A principios de la década de 2000, cuando Zimbabue caía en la tiranía y el colapso económico, Sudáfrica prestó una hoja de parra a la dictadura de Robert Mugabe. Aprobó elecciones fraudulentas. La solidaridad con un movimiento de liberación compañero triunfó sobre los derechos humanos. Bajo Jacob Zuma, el ANC comenzó a saquear el país y se volvió más difícil verlo como un árbitro moral de cualquier cosa.
Cuando Sudáfrica se convirtió en miembro de los países Brics, con Brasil, Rusia, India y China, Pretoria comenzó a verse a sí misma como un gran jugador, parte de una estructura de poder alternativa a Occidente. Probablemente esté apostando por China en lugar de Rusia. Pero vienen como un paquete.
En 2015, Pretoria diluyó su compromiso con el multilateralismo cuando permitió que el dictador sudanés Omar al-Bashir, buscado por la Corte Penal Internacional por crímenes de guerra y genocidio, asistiera a una cumbre en Johannesburgo. Hizo caso omiso de una orden posterior de la corte superior para evitar que se fuera.
Una vez campeón del panafricanismo, el coqueteo del ANC con la xenofobia ha dañado su autoridad moral con otros países africanos, muchos de los cuales lo apoyaron valientemente durante el apartheid. No ha rehuido avivar el sentimiento antiinmigrante cuando le conviene. En estos días, menos países africanos buscan liderazgo en Pretoria.

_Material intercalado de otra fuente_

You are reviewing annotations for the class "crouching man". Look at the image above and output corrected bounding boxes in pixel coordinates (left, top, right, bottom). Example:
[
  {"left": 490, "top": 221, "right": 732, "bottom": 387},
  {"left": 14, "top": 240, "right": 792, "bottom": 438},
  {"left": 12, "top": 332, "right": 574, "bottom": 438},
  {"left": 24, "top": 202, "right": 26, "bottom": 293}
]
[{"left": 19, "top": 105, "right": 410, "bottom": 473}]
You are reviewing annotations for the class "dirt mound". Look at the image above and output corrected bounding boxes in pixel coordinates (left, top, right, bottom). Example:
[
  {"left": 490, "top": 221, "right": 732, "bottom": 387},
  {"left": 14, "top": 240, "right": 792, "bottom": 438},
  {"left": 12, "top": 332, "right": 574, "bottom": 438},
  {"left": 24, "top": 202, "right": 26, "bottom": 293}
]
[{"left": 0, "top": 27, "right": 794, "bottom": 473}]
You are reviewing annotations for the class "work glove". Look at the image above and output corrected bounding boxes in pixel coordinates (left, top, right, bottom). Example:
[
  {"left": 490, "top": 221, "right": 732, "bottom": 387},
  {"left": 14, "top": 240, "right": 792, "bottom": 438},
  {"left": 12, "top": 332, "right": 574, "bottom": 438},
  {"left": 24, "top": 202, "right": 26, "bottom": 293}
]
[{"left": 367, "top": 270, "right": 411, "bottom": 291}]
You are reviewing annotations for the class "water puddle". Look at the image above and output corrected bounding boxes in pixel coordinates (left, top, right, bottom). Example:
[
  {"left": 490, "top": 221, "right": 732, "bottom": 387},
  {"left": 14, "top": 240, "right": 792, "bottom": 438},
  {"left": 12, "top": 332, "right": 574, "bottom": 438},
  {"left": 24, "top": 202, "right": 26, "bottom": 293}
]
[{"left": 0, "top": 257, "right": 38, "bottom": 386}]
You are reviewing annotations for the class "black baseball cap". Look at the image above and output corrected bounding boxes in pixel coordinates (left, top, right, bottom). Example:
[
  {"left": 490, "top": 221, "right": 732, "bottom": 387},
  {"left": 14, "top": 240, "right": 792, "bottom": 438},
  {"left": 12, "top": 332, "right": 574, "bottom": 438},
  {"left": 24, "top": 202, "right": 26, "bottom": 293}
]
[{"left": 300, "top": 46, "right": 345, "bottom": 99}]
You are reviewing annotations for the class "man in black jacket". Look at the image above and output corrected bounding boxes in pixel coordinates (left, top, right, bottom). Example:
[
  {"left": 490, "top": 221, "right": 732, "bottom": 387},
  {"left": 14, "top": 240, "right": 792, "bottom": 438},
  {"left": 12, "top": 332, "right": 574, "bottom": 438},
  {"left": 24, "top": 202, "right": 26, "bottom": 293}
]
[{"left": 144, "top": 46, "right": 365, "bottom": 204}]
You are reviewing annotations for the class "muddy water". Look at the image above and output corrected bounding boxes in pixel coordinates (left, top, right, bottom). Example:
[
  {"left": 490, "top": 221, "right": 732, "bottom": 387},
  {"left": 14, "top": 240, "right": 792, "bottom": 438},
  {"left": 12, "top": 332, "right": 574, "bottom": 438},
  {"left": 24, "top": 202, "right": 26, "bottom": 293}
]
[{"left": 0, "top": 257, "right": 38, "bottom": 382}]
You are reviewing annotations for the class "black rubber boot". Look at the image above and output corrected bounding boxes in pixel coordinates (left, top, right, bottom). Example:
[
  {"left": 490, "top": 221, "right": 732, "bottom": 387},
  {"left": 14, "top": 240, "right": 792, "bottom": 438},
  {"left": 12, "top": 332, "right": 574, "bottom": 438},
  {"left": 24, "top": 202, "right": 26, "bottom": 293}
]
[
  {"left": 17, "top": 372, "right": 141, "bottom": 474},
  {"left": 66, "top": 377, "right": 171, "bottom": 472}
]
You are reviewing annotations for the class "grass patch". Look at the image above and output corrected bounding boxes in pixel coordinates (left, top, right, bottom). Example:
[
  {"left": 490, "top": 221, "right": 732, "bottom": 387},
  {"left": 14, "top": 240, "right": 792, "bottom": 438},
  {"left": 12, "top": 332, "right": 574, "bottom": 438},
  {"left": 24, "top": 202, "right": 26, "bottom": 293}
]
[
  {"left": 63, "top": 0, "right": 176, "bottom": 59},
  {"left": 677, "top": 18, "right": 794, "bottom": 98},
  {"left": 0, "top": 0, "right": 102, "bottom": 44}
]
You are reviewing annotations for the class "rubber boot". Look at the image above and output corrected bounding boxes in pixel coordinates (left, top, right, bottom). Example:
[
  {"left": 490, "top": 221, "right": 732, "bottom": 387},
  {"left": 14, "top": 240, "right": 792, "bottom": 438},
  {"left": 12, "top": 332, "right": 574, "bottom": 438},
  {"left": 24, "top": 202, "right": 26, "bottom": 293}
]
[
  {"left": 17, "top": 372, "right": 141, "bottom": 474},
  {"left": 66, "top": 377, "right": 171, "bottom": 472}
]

Sudáfrica se opone a lo que llama sermonear por parte de Occidente, particularmente por parte de las antiguas potencias coloniales. Señala con el dedo las hipocresías, los errores y las parodias occidentales. Estados Unidos y el Reino Unido calificaron al ANC de Mandela de organización terrorista. Occidente invadió Irak, una guerra que Sudáfrica trató de evitar, y Libia; se ha negado a reformar las instituciones multilaterales para reflejar un mundo cambiante. La lista continua.
Tal crítica es justa. Pero el whataboutism no absuelve a Sudáfrica de sus propias decisiones. Ucrania tampoco debería ser castigada por los pecados de Occidente.
En teoría, una política exterior podría ser idealista. En la práctica, es más probable que esté dirigida a servir el interés nacional. Los riesgos de Sudáfrica no son ninguno. Su postura sobre Rusia está motivada en parte por el recuerdo de la ayuda soviética en la lucha contra el apartheid. Pero Pretoria confunde la no alineación con dar cobertura a los déspotas. Tampoco, a menos que piense que Rusia ganará la guerra, su postura es pragmática. Sudáfrica alguna vez realmente ocupó el terreno moral elevado. No más.